Henderson adds that The Nosco Printing Group is positioned as a complete solutions provider for printed pharmaceutical packaging, including labels, inserts and outserts, extended-content labels, folding cartons, and other combination products. "Those solutions extend to services as well, from supplier-managed inventories to digital prepress and specifications management, not to mention product design and development," he explains. "Folding cartons are produced in Waukegan, IL. Labels are produced in two plants, Gurnee, IL, and Carrollton, TX. Inserts are manufactured in Gurnee, but insert and label production are managed separately, with a clear focus on operational excellence for that product line."

Henderson adds that there is a benefit to a "breadth and depth" of offerings. "Not too long ago, for example, a customer had to relaunch a product due to both some technical and regulatory issues. We turned around cartons, labels, and inserts in 24 hours. FDA changed its mind about some copy, and two days later, we did it again. There's no way three suppliers could have done it as fast for the customer."

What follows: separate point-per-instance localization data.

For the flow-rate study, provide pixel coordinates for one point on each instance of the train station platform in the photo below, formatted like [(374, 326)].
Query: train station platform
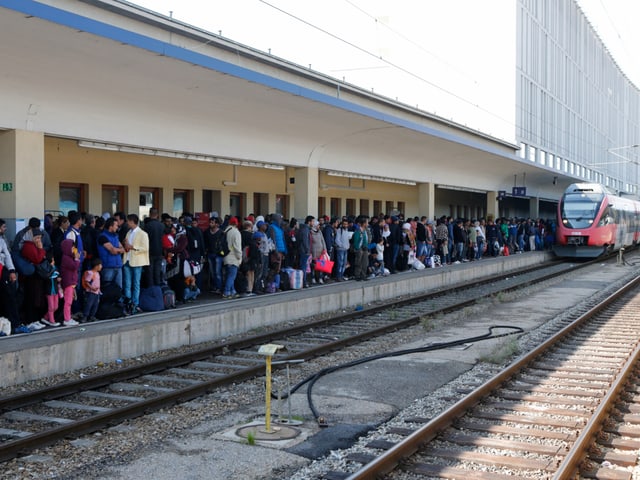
[(62, 349)]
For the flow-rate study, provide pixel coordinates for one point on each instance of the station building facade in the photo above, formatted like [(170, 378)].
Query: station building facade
[(110, 107)]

Such fast turnaround is often the strength of an independent firm with a small but dedicated team. For instance, Edwards Label (Los Angeles), the specialty label printer behind the design of the Peel N Seal booklet/label hybrid, has been able to turn orders around in 24 hours, too. The firm does all of its design, printing, testing, and labeling in-house. The firm is also able to structure its business around the needs of its clients: Andrew B. Vale, president of the firm's new East Coast operations in New Jersey, relocated himself and his family to open the facility. "The decision to move was the result of specific requests from clients on the Eastern Seaboard. Our manufacturing plants in Mexico and Brazil, operational this year, are also in answer to requests from our larger corporate customers," Vale says. Also, in August of this year, the firm will relocate its Los Angeles operations to Ventura, CA, in a 45,000-sq-ft facility equipped with cleanroom facilities.


Spalla tried Beck's alliance partners simply because he knew and trusted Beck, and other pharmaceutical or medical companies may be inclined to do the same from similar introductions. "Without doing a lot of due diligence, we knew we could trust Pharmalabel and Flottman, knowing Beck's reputation. Beck wouldn't have trusted its name otherwise." As with other industries, recommendations go a long way.

But more than quality is needed. Concludes Flottman: "The industry will demand more than solid cGMPs and reliable products delivered on time. The industry will benefit from the synergy of ideas and breadth of expertise offered by an alliance of pharmaceutical packaging printers."